Sample Complexity of Scientific Discovery: PAC Learnability of Compositional Function Trees

Symbolic regression, a core technique for automated scientific discovery, has long been dismissed as statistically intractable due to combinatorial explosion in hypothesis space. This paper establishes PAC learning bounds showing that generalization complexity for compositional function trees depends on operator depth and Lipschitz smoothness rather than exponential blowup with structure count. The result narrows the gap between theory and practice for neural-symbolic systems, suggesting that well-behaved operator vocabularies can enable tractable discovery at scale. This matters for researchers building interpretable ML systems and for the broader push toward AI that can autonomously uncover scientific laws.
Modelwire context
ExplainerThe paper's real contribution is narrower than it might appear: it shows PAC learnability is possible under specific structural constraints (bounded operator depth, Lipschitz smoothness), not that symbolic regression is suddenly practical at scale. The bounds still depend on these properties, meaning the hard part (designing vocabularies that satisfy them) remains unsolved.
This connects directly to the June 28 post-hoc explanations paper, which argued that opaque models trained via gradient descent don't necessarily capture true mechanistic structure even when they predict well. This symbolic regression work approaches the inverse problem: it asks whether we can learn interpretable compositional structures with statistical guarantees. Together they frame a tension in scientific ML: neural methods scale but don't guarantee mechanistic fidelity, while symbolic methods offer interpretability but face tractability questions. This paper chips away at the tractability concern, but only for well-behaved operator vocabularies, leaving the mechanistic fidelity question untouched.

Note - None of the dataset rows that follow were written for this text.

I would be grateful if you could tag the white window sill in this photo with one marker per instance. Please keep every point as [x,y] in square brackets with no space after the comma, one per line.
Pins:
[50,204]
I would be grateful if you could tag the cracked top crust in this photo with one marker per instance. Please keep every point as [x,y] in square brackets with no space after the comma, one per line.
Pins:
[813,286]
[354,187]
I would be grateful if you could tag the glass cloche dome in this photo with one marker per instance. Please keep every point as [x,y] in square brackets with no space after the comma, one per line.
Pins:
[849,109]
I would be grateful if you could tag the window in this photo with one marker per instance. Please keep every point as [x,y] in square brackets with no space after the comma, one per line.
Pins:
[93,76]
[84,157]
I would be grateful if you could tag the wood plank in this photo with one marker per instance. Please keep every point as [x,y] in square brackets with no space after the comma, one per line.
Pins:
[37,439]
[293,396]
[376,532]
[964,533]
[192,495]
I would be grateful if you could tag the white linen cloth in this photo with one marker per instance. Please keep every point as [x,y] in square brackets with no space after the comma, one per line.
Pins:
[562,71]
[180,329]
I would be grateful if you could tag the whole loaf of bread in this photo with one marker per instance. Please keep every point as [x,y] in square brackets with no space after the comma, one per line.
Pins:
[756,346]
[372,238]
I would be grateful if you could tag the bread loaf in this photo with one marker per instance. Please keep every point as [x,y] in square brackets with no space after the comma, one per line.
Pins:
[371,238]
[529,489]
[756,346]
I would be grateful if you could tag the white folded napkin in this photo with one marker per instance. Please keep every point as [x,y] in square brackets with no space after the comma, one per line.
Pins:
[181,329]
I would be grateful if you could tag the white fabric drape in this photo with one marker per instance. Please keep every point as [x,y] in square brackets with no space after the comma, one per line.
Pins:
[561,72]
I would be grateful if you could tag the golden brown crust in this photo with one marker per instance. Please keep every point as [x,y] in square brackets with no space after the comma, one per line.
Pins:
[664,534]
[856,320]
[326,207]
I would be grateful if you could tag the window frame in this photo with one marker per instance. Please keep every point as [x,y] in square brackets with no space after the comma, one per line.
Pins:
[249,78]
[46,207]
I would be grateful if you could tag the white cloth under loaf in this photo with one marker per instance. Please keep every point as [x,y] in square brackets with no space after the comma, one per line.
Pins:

If researchers applying this framework to real scientific domains (physics, chemistry, biology) report that finding Lipschitz-smooth operator vocabularies is harder than the theory suggests, the practical gap remains despite the theoretical advance. Conversely, if at least two published applications in the next 18 months cite this bound to justify their vocabulary design choices and report successful discovery, the theory-practice bridge is real.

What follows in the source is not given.